For the second programming problem, you had to implement quicksort, and use it to sort an integer array of size 10,000. You had to answer how many comparisons were used when sorting the array. The number of comparisons depends on the pivot elements used, and there were three cases to investigate: 1) using the first element of the sub-array as the pivot 2) using the last element of the sub-array as the pivot 3) using the median of the first, last and middle element of the sub-array as the pivot. Not surprisingly, using the median element resulted in the fewest number of comparisons.
In the third problem, you implemented the randomized contraction algorithm to find the minimum cut of a 40-node undirected graph. This was an interesting problem where you had to implement “folding” of two nodes into one, and handle the resulting change in edge structure. Unfortunately, unlike the previous two problems, the range of possible answers was very low, making it possible to guess the answer since eight attempts were allowed.

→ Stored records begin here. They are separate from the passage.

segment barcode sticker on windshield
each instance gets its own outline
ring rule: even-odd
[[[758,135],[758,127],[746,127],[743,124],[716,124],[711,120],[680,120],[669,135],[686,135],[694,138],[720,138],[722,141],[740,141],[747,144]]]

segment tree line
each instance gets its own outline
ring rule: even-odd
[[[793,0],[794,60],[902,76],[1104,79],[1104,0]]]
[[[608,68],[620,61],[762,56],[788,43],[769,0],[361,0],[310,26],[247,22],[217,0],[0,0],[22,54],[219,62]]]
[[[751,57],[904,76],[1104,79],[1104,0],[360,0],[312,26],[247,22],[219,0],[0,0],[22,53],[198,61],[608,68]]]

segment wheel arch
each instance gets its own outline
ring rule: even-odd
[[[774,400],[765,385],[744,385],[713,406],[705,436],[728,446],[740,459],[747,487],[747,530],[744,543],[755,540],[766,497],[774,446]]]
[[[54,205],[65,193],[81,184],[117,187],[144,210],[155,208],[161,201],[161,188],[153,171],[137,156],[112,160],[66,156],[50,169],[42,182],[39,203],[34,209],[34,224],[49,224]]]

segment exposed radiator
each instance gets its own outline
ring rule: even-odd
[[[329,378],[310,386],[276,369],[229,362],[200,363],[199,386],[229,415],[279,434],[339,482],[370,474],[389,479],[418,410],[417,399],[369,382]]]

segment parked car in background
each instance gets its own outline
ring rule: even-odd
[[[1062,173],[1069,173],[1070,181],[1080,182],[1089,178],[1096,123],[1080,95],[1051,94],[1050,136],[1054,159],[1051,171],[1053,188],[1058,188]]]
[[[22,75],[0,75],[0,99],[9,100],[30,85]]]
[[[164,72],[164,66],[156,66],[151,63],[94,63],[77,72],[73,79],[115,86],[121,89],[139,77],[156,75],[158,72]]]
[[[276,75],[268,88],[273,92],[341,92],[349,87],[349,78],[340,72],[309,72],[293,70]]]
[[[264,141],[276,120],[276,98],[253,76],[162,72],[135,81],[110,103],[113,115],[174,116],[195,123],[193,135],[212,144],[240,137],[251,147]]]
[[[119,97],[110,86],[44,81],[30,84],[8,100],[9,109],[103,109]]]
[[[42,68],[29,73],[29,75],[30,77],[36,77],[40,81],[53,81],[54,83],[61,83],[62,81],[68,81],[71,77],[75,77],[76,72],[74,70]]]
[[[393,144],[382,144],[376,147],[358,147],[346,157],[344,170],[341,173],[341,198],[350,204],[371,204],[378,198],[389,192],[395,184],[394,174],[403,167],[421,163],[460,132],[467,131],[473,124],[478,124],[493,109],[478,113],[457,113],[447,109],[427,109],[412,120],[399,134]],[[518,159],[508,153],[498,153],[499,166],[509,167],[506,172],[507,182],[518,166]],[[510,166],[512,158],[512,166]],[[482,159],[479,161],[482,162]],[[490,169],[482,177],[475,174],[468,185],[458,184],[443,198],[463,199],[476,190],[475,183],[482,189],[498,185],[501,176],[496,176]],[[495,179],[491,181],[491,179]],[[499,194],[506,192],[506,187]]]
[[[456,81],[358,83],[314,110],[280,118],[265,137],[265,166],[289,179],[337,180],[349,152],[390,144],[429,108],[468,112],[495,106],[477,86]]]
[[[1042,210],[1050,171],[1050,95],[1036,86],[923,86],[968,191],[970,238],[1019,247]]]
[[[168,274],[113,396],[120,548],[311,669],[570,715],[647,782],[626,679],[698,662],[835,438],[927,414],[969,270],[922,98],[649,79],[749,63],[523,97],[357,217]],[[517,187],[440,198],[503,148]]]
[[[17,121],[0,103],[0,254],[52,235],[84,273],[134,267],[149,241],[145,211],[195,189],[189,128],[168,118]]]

The fourth was by far the most difficult problem, judging from the discussions in the forum. You had to find the sizes of the five largest strongly connected components of a directed graph consisting of almost one million nodes. A strongly connected component is a group of nodes where there is a path from each node in the component to all the other nodes in that component. It has a nice recursive solution, but a lot of people had all sorts of issues due to the size of the graph, including speed problems and stack overflows.
The last programming assignment made use of a hash table (which you didn’t have to implement yourself) to see if nine given target sums could be found by adding two numbers from a list of 100,000 integers. Quite a neat use of a hash table, and also the easiest of the five programming problems.
As with the Introduction to Databases course, Design and Analysis of Algorithms I consisted of three components: 1) video lectures, 2) multiple-choice quizzes and 3) programming assignments. It’s a good model that makes sure you learn the material well. Another aspect of these online courses is that they follow a schedule. New videos are added weekly, with quizzes and assignments due each week. That system works really well to keep you going. The main difference with Introduction to Databases, was the length. Design and Analysis was considerably shorter. For me, that was actually better, because you need to put in quite a few hours of work each week, and a shorter course is more manageable.
Even though the course required quite a bit of work, I didn’t find it particularly difficult and ended up getting full marks on it. This is mostly because the teaching and exercises are first rate. I learned a lot, both from this course and from Introduction to Databases course, and highly recommend both of them.